Wednesday, September 2, 2009

The definition of eventually secure systems

I've been using Web services under a new assumption of integrity these days, which allows the data inconsistency during a span of a few minutes. The designers of those systems allow such a relaxed condition to data consistency, for putting higher priority to availability and tolerance to split database subsystems within a cluster representing an integrated database.

Then a question comes into my mind: what does it mean for a database to be secured, while allowing unstable condition in a range of few minutes? Of course guaranteeing unconditional access restriction is a solution to claim a database secure, provided each party who is allowed to get access to the database does not harm the integrity at all. This sort of strict access limitation, however, is impractical for a public system. So, a new notion of security, probably called eventually secure systems, should be introduced. But how? I still have no idea about this.

Traditionally, databases are designed under the restriction of Atomicity, Consistency, Isolation and Durability (ACID) for every query and update operation. The ACID policy demands locking of critical sections between conflicting database requests and causes performance degradation.

On the other hand, Gilbert and Lynch [1] claim in their CAP Theorem for a distributed database, that the three properties of a database will not be realized at the same timing: data consistency, availability, and tolerance to network partition. BASE [2], which stands for basically available, soft state, eventually consistent, is an example of anti-ACID design policies based on the CAP Theorem, giving higher priority to availability and tolerance to network partition than the data consistency.
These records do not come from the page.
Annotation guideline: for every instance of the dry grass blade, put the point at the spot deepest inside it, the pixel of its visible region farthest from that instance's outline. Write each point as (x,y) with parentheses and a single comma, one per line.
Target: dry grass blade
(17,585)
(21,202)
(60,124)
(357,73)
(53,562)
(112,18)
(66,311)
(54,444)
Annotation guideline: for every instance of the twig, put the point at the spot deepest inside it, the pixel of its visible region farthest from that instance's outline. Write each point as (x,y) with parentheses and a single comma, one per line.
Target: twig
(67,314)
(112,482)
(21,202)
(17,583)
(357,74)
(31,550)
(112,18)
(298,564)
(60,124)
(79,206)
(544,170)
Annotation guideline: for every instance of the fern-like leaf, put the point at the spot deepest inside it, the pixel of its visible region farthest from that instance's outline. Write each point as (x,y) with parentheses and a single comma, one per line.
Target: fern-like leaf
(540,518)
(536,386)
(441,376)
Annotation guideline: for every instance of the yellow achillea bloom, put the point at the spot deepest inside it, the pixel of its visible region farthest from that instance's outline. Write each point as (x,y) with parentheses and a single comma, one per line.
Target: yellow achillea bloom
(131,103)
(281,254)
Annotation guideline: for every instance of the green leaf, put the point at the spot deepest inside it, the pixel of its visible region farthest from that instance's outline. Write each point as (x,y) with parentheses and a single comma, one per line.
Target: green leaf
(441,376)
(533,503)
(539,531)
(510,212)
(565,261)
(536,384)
Vogels [3] also explains the idea of eventual consistency, or an eventually consistent change of states, as an analogy to Domain Name System (DNS), which allows the clients to query the distributed database to see the inconsistency during the propagation of database update events, while the inconsistency will be resolved in a finite period determined by the configuration of the replication network between the database caches.

While CAP Theorem, BASE, and the notion of eventually consistent systems are effective to relax the boundary condition of data inconsistency for making a very large-scale systems, those ideas will not solve the core issue: how to keep the consistency of a cluster of a database in a finite predictable time range. I understand many applications do not require atomic consistency of data, especially those for casual conversation, such as Twitter or Facebook. I don't think, however, that a bank system can be created under the BASE principle, unless the maximum allowance of temporal data inconsistency or the maximum time of eventual convergence are given and proven.

And I think on running large-scale systems, things are often getting eventually inconsistent and disintegrated, rather than eventually consistent. I still wonder how we can solve this problem consistently.